Dammen heeft mij nooit aangesproken. Het is een saai spel: alleen maar platte schijven op het bord, soms twee op elkaar, nooit eens wat anders dan schijven. Ze mogen enkel schuin naar voren (doen daardoor aan de lopers uit het schaakspel denken) en mogen in principe nooit een andere richting kiezen. En dan het bord: 100 vakjes, waarvan er maar 50 worden gebruikt. Wat een verkwisting. Ik zou zeggen: kies dan ook voor een bord met 50 vakjes. Maar goed, we zouden het over schaken hebben.
Een schaakbord telt 64 vakjes, door insiders velden genoemd. Zoals je hier ziet, kan het ook anders. De preciesen onder de lezers zullen wel direct gaan tellen. Ik hoor wel een keer of ze op 64 uitkomen. De velden worden heel saai verticaal met de cijfers 1 tot en met 8 aangeduid en horizontaal met de letters a tot en met h. Er zijn schakers die dit niet kunnen onthouden. Zij kladden deze cijfers en letters op de rand van het bord. De nettere schakers (die schaken altijd met mes en vork) kunnen deze mix van cijfers en letters vaak ook niet onthouden. Die zie je na elke zet met een vinger en met klankloze lippen van 1 tot 8 en van a tot h tellen. Want schakers moeten, zoals bekend, hun zetten opschrijven. Maar daarover heb ik het al eens gehad.

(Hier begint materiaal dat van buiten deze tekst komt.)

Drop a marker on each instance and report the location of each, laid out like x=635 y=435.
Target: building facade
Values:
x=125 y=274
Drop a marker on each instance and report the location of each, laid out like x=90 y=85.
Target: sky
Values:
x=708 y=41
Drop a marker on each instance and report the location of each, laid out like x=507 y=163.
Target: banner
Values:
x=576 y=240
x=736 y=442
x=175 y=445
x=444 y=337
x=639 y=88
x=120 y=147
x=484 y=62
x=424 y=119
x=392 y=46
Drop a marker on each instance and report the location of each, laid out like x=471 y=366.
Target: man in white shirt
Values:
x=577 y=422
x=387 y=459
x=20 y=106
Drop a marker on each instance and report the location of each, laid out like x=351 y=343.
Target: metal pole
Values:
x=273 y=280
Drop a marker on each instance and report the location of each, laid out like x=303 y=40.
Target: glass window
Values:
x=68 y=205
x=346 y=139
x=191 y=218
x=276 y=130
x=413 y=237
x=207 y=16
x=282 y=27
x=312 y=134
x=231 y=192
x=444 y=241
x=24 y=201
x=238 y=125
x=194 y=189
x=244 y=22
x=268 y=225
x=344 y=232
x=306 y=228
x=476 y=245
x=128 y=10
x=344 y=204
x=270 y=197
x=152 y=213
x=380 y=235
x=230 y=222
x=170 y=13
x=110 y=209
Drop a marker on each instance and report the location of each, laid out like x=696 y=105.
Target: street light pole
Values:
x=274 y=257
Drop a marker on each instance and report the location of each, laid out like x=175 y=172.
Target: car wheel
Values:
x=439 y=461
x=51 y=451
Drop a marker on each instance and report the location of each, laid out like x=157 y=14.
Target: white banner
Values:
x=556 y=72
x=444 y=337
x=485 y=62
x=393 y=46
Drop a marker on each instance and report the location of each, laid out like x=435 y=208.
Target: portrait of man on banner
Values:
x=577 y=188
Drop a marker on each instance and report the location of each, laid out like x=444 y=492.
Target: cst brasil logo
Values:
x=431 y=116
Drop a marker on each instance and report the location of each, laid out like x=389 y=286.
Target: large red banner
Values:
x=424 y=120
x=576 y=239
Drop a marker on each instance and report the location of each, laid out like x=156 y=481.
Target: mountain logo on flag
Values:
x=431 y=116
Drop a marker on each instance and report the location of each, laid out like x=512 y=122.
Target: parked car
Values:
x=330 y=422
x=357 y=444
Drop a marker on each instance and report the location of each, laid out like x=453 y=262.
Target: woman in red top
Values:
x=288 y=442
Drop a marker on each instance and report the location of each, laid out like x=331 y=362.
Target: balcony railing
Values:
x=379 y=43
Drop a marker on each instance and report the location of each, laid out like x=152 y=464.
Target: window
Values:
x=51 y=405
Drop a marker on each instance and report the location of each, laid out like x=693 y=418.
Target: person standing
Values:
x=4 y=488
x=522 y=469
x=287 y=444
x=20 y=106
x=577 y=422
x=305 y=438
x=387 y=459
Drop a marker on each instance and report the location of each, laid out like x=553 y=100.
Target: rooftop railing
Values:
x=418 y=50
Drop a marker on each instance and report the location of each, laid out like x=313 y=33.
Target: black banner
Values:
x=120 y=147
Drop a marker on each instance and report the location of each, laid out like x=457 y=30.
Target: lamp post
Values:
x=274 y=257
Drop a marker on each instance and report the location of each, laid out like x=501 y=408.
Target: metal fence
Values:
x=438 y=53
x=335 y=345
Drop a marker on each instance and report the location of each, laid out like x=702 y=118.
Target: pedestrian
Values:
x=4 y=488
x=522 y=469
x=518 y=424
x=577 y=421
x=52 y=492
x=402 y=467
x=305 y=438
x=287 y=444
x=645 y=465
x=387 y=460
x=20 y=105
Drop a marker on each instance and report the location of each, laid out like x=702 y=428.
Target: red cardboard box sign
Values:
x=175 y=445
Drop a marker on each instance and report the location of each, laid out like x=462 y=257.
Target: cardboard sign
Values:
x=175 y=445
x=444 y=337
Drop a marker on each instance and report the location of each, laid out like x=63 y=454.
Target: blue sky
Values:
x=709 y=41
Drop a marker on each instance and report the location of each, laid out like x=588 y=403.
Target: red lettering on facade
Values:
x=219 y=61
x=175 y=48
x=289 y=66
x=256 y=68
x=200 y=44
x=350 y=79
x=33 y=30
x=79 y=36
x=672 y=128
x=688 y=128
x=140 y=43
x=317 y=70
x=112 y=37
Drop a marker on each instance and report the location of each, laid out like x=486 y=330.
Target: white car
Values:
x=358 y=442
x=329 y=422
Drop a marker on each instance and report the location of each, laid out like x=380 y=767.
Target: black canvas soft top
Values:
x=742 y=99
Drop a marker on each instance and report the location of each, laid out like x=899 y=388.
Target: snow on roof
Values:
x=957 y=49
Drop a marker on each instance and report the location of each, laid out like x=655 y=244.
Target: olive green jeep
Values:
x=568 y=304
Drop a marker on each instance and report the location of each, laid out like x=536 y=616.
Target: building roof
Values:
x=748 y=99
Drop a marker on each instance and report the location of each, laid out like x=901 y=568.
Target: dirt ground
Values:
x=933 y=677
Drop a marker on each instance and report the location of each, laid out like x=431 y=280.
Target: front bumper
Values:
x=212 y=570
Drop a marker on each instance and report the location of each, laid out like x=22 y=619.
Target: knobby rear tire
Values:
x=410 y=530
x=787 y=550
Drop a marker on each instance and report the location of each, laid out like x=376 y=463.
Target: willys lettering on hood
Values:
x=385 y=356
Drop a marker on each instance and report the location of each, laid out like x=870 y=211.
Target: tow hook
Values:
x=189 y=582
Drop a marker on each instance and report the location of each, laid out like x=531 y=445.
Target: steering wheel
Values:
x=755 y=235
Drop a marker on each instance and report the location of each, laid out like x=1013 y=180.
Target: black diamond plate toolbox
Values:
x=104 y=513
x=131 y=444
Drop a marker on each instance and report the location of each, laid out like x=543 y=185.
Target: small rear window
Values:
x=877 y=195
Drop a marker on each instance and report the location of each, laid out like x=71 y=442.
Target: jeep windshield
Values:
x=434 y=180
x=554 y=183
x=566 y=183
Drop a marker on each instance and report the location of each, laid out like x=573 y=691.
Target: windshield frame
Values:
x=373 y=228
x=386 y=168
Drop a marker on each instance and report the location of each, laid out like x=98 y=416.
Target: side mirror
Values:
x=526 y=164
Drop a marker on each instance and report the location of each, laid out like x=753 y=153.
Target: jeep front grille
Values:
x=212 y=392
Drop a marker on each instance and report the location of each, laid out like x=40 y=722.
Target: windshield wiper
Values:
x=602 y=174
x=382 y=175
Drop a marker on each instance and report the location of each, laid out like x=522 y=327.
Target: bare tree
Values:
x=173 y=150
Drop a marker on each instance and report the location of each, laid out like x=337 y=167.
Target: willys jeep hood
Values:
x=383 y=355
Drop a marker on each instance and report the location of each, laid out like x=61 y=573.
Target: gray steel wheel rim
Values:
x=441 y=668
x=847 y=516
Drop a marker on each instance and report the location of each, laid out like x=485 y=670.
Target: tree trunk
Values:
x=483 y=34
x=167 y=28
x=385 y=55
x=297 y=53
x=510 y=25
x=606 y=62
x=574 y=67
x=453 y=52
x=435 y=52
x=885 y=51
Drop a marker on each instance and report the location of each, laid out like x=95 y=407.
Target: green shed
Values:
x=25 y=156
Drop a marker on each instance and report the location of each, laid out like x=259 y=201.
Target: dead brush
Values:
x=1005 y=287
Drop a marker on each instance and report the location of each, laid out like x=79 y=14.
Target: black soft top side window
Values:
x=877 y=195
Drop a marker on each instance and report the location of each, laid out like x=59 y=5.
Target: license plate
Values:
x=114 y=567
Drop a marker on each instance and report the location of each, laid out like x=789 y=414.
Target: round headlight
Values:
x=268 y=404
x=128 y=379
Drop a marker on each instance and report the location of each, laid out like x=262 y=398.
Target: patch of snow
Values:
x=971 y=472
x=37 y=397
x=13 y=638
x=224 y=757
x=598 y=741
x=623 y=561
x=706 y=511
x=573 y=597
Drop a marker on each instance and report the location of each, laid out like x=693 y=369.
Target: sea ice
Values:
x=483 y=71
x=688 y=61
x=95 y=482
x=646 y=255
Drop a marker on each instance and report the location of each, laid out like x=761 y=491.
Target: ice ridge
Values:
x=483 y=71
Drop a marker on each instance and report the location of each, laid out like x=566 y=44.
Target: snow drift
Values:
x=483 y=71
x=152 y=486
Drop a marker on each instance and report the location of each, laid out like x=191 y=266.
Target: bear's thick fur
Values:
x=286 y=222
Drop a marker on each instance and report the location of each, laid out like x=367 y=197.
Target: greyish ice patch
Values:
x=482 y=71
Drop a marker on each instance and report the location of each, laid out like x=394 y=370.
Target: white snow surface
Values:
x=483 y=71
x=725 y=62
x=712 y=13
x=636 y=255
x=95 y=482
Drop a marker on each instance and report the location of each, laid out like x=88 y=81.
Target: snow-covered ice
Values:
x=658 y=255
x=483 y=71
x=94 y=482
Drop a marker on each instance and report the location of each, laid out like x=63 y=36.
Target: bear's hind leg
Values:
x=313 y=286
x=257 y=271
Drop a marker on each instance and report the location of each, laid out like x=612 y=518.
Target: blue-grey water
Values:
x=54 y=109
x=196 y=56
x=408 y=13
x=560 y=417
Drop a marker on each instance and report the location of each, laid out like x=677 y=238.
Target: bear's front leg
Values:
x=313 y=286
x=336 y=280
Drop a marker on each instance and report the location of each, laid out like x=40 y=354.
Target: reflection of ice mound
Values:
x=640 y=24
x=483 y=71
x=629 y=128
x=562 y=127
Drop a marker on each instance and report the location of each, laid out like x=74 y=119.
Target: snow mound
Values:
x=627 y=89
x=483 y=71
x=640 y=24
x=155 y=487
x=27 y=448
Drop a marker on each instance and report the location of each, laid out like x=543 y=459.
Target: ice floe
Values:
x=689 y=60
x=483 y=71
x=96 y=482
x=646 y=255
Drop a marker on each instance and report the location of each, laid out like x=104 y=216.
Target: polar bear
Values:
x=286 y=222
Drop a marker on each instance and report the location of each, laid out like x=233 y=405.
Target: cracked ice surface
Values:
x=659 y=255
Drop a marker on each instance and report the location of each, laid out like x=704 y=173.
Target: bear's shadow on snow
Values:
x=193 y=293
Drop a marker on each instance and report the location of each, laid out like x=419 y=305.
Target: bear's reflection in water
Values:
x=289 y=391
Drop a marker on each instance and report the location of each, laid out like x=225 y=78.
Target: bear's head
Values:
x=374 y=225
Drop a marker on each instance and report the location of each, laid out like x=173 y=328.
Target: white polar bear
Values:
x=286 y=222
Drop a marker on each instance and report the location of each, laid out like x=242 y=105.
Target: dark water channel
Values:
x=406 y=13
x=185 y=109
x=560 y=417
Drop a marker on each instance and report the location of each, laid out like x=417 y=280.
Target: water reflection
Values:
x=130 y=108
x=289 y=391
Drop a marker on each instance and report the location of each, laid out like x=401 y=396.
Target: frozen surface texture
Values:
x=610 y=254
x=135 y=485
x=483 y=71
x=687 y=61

Ik houd niet van deze koele, abstracte, wat men noemt algebraïsche notatie (afgezien van het feit dat ik helemaal niet van noteren houd). Die algebraïsche benadering miskent op grove wijze de warme band tussen speler, stukken en velden, zoals die al bestaat voordat er één zet is gedaan. Je ziet veel spelers voor het begin van een partij contact zoeken met hun stukken op het bord. Strelen, rechtzetten (vooral de paarden), een hongerige blik werpen naar de stukken aan de overkant. Het liefst zou ik mijn stukken helemaal niet spelen maar bij me houden op de twee dichts bijzijnde rijen. De eerste zet die ik in een partij moet doen snijdt altijd een beetje door mijn ziel. (Vandaar het mes.) Het heeft iets van een afscheid, en later in de partij blijkt het vaak ook een afscheid voor eeuwig te zijn.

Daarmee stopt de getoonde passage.